Loi anti-blanchiment : aspects légaux et pratiques (am)
02/06/2026Loi anti-blanchiment : aspects légaux et pratiques, conséquences sur l'organisation interne et responsabilités.
La législation belge anti-blanchiment (LBC/FT) évolue en 2025-2026 vers un durcissement, marqué par le renforcement de la surveillance des actifs virtuels, du trafic de drogue et des réseaux criminels organisés. La Belgique aligne ses pratiques sur les normes européennes, mettant l'accent sur l'évaluation des risques et le registre UBO.
De nombreuses questions restent encore floues quant aux responsabilités et conséquences du non-respect de la loi anti-blanchiment. Quelles sont les responsabilités d'un professionnel du chiffre, à quel moment doit-il agir ? Comment doit-il se protéger par rapport aux nouveaux clients ou par rapport à une nouvelle information de son client ?
Quelles sont les procédures à mettre en place préventivement? Quel est impact sur l’organisation d’une fiduciaire et les responsabilités (aspects pratiques et légaux) ?
Venez faire le point avec Maître Pauline Maufort, avocate au sein du cabinet TetraLaw qui tentera de vous éclairer au mieux et répondra à ces questions.
- Contrôle renforcé : La Belgique, selon le GAFI fin 2025, présente une compréhension satisfaisante des risques, mais doit améliorer la supervision des actifs virtuels et des blanchisseurs professionnels.
- Obligations strictes (Loi 18 sept. 2017) : Les entreprises assujetties (banques, notaires, agents immobiliers) doivent effectuer une vigilance constante, une analyse des risques et des déclarations à la CTIF.

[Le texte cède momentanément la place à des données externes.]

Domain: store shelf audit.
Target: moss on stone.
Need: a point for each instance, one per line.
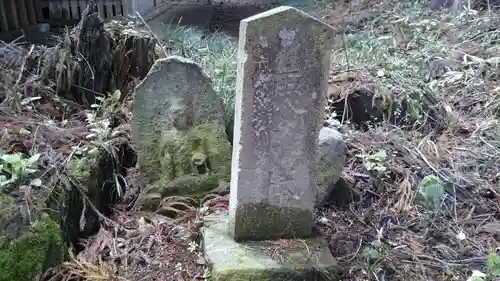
(22, 259)
(81, 168)
(254, 227)
(193, 162)
(229, 260)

- Registre UBO : Maintien de l'obligation pour les entités de maintenir à jour les informations sur leurs bénéficiaires effectifs.

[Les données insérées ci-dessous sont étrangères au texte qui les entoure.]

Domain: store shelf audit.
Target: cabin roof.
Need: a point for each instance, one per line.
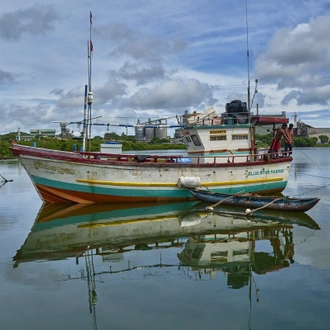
(261, 120)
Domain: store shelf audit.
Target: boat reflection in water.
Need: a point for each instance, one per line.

- Limitations des espèces : La limite pour les paiements en espèces reste généralement fixée à 3 000 €.
- Conformité : Des questionnaires périodiques (ex: Circulaire NBB 2024_05) sont régulièrement envoyés par la Banque Nationale pour vérifier le respect des obligations.
Programme
Le programme se penchera sur les points suivants :
Une première partie, la plus longue sur le volet préventif du blanchiment.
- Introduction
- Champ d’application personnel et matériel
- Approche fondée sur les risques
- Les obligations légales et leur application par les professionnels du chiffre
- Les sanctions
Une seconde partie sur le volet répressif
- Notion pénale de blanchiment
- Notion de fraude fiscale grave
- Risque pour le professionnel du chiffre et liens éventuels avec le volet préventif
Public cible
Cette journée est réservée aux personnes qui sont confrontées par cette matière. Celles-ci se composent principalement de responsables financiers et fiscaux, comptables, experts comptables, dirigeants d'entreprises, réviseurs d’entreprises et conseillers fiscaux ainsi qu’à toute personne intéressée par cette matière.
Méthodologie
La formation se déroule sous forme de cours qui alterne le cadre légal et des cas pratiques. Les participants disposeront d’un syllabus précieux leur permettant d’appliquer directement les connaissances acquises lors de ce séminaire.
Toutes nos formations sont organisées en présentiel (si un nombre suffisant de participants est atteint, CST obligatoire) et distanciel.
Pour le bon déroulement de la formation, le nombre de participants sera limité à 25.